Despite undertaking due diligence on the target, the buyer will still need to protect itself from the risks involved in acquiring shares or a business, since the law is one of caveat emptor (=the principle that the buyer alone is responsible for checking the quality and suitability of something before buying it). The buyer will seek express contractual protection in the form of warranties and indemnities given by the seller in the SPA. Where there is more than one seller, the buyer will want the sellers to give the warranties and indemnities on the basis that they are jointly and severally liable for any breaches.
The buyer may seek security for a breach of any warranty or indemnity by insisting that the seller’s parent company or a third party provide a guarantee in respect of the seller’s obligations. Another method is for the SPA to provide for the buyer to retain part of the purchase price of the target after the completion (or closing) of the transaction and for this amount to be used to pay any successful claims under the warranties and indemnities.
The seller will want to limit its potential exposure to liability under the warranties and indemnities. This will typically include the insertion of provisions in the SPA excluding de minimis claims, which means that the buyer cannot claim for breach unless the claim exceeds a certain amount, putting a maximum cap on its total liability, for example to the total consideration received by the seller under the SPA, and imposing a time limit during which claims can be made which is less than the statutory limitation period.

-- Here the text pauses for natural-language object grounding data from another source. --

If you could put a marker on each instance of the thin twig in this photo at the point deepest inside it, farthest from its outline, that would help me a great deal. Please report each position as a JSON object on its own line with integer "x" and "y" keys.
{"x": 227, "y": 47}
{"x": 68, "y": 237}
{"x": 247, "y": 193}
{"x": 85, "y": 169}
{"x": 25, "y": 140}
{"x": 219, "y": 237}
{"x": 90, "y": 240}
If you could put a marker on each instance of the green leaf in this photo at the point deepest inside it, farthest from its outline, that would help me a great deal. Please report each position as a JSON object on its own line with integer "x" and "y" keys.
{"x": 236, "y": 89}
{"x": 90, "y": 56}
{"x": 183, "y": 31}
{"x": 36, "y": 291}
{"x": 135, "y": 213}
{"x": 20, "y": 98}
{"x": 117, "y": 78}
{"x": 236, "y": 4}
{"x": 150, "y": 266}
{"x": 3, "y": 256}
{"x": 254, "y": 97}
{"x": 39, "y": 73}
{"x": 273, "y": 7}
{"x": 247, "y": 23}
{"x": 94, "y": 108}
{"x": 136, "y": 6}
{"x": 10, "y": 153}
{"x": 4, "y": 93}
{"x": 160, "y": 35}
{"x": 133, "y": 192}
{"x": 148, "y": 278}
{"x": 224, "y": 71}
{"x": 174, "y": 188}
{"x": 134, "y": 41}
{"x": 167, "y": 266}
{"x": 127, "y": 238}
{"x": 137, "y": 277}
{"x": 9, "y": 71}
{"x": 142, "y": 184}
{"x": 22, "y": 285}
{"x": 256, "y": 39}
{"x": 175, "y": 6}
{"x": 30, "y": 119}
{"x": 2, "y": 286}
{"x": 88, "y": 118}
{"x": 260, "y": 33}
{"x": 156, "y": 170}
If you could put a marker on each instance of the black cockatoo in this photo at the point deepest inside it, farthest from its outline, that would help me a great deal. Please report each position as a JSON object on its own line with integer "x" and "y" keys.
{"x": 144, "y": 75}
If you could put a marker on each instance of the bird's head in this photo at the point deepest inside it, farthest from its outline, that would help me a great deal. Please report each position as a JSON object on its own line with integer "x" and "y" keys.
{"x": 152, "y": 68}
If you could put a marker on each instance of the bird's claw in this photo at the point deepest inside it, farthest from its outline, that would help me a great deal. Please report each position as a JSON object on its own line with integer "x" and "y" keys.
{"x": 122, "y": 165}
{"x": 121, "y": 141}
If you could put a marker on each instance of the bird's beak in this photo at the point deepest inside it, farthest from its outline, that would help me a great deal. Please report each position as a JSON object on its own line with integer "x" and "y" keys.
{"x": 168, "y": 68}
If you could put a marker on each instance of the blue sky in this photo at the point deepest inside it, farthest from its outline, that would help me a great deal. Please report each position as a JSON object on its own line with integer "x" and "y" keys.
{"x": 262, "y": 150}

The seller will also usually provide a disclosure letter to the buyer under which the seller makes general and specific disclosures regarding the warranties contained in the SPA. This has the effect of qualifying the warranties so that the seller avoids being in breach of warranty in respect of those matters disclosed. The SPA will provide that the warranties are given subject to the matters disclosed in the disclosure letter.
In order to protect the value of the buyer’s investment, the buyer will want to restrict the post-completion activities of the seller. It is common, therefore, for the seller to give undertakings in the SPA (known as restrictive or non-compete covenants) not to compete with the target company, solicit existing customers, suppliers or employees of the target, and use or disclose confidential information about the target for a specified period within a specified area. In order for restrictive covenants to be enforceable by the buyer, they must be reasonable to protect the buyer’s legitimate business interests, namely the goodwill and business secrets of the target. In assessing what is reasonable, the duration, geographical area and overall scope of the restriction need to be considered.